We first discuss a phenomenon called data mining. This can involve multiple tests on which variables or correlations are relevant. If used improperly, data mining may associate with scientific misconduct. Next, we discuss one way to arrive at a single final model, involving stepwise methods. We see that various stepwise methods lead to different final models. Next, we see that various configurations in test situations, here illustrated for testing for cointegration, lead to different outcomes. It may be possible to see which configurations make most sense and can be used for empirical analysis. However, we suggest that it is better to keep various models and somehow combine inferences. This is illustrated by an analysis of the losses in airline revenues in the United States owing to 9/11. We see that out of four different models, three estimate a similar loss, while the fourth model suggests only 10 percent of that figure. We argue that it is better to maintain various models, that is, models that stand various diagnostic tests, for inference and for forecasting, and to combine what can be learned from them.
In practice it may happen that a first-try econometric model is not appropriate because it violates one or more of the key assumptions that are needed to obtain valid results. In case there is something wrong with the variables, such as measurement error or strong collinearity, we may better modify the estimation method or change the model. In the present chapter we deal with endogeneity, which can, for example, be caused by measurement error, and which implies that one or more regressors are correlated with the unknown error term. This is of course not immediately visible because the errors are not known beforehand and are estimated jointly with the unknown parameters. Endogeneity can thus happen when a regressor is measured with error, and, as we see, when the data are aggregated at too low a frequency. Another issue is called multicollinearity, in which it is difficult to disentangle (the statistical significance of) the separate effects. This certainly holds for levels and squares of the same variable. Finally, we deal with the interpretation of model outcomes.

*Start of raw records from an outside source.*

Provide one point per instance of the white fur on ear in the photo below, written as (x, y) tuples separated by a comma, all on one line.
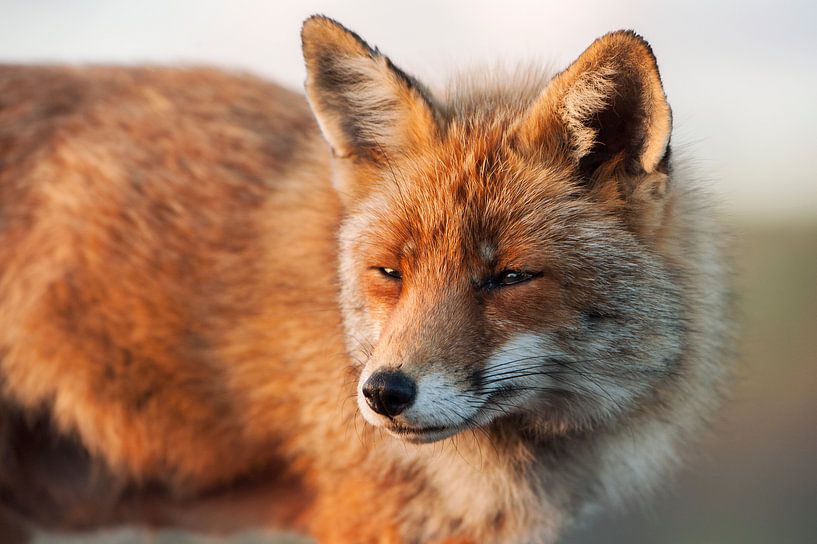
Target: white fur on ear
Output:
[(364, 105), (611, 103)]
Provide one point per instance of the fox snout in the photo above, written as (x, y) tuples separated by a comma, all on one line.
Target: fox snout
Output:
[(389, 392)]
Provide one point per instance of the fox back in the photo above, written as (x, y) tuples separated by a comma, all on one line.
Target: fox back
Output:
[(418, 316)]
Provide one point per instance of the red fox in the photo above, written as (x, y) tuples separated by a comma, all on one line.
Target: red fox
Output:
[(378, 314)]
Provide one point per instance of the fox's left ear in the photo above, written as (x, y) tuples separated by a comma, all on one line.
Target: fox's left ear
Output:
[(366, 106), (609, 107)]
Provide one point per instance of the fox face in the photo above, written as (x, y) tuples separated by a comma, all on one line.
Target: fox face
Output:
[(499, 254)]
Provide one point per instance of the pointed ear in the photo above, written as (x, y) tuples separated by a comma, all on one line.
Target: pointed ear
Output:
[(609, 106), (366, 106)]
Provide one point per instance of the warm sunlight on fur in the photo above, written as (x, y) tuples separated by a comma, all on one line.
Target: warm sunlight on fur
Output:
[(374, 314)]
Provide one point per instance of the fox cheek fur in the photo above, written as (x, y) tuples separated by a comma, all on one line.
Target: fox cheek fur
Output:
[(560, 184), (204, 292)]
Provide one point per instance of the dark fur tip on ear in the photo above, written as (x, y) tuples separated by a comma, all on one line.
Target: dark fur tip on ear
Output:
[(365, 105), (614, 104), (321, 33)]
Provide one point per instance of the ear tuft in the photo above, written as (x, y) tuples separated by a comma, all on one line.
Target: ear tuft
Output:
[(366, 106), (612, 105)]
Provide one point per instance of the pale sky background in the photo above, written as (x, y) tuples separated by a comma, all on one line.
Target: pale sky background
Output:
[(741, 76)]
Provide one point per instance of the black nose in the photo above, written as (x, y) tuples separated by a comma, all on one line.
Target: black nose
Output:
[(389, 392)]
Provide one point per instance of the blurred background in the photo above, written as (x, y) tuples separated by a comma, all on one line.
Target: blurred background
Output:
[(741, 78)]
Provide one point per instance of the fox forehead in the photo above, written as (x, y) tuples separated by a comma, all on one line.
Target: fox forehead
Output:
[(477, 199)]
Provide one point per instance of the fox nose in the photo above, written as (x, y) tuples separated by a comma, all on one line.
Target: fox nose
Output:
[(389, 392)]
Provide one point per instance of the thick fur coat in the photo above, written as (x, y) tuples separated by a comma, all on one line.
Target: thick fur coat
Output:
[(199, 276)]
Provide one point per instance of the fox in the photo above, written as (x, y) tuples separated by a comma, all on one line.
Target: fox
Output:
[(376, 313)]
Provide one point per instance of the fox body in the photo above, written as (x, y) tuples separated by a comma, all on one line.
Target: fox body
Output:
[(402, 316)]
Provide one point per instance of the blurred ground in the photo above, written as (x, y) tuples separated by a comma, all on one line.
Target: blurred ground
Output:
[(755, 480)]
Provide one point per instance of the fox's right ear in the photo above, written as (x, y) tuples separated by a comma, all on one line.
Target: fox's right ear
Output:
[(366, 107)]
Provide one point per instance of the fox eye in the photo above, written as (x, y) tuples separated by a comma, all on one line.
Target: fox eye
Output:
[(391, 273), (510, 277), (507, 278)]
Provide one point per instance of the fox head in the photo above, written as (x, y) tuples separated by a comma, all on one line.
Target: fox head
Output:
[(500, 247)]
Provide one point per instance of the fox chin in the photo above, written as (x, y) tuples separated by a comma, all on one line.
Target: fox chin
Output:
[(377, 313)]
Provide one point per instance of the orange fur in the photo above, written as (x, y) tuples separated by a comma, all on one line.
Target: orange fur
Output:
[(179, 323)]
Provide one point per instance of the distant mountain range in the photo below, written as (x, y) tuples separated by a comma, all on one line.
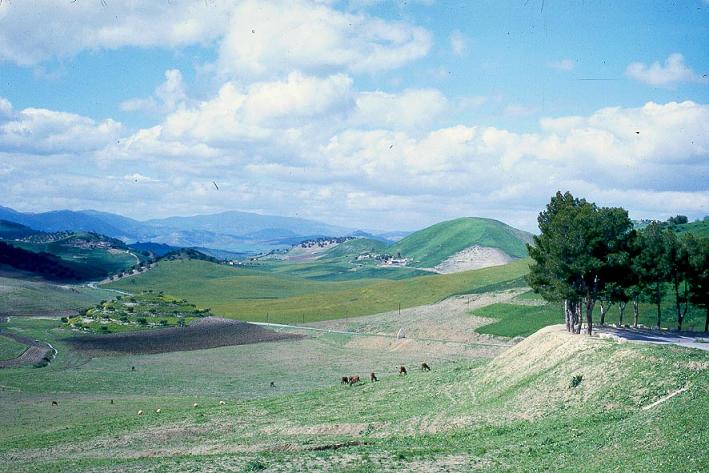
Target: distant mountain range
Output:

This chapter opens with some quotes and insights on megaprojects. We turn to the construction and the use of prediction intervals in a time series context. We see that depending on the choice of the number of unit roots (stochastic trends) or the sample size (when does the sample start?), we can compute a wide range of prediction intervals. Next, we see that those trends, and breaks in levels and breaks in trend, can yield a wide variety of forecasts. Again, we reiterate that maintaining a variety of models and outcomes is useful, and that an equal-weighted combination of results can be most appropriate. Indeed, any specific choice leads to a different outcome. Finally, we discuss for a simple first-order autoregression how you can see what the limits to predictability are. We see that these limits are closer than we may think at the onset.
This chapter uses a range of quotes and findings from the internet and the literature. The key premises of this chapter, which is illustrated with examples, are as follows. First, Big Data requires the use of algorithms. Second, algorithms can create misleading information. Third, algorithms can lead to destructive outcomes. But we should not forget that humans program algorithms. With Big Data come algorithms to run many and involved computations. We cannot oversee all these data ourselves, so we need the help of algorithms to make computations for us. We might label these algorithms as Artificial Intelligence, but this might suggest that they can do things on their own. They can run massive computations, but they need to be fed with data. And this feeding is usually done by us, by humans, and we also choose the algorithms to be used.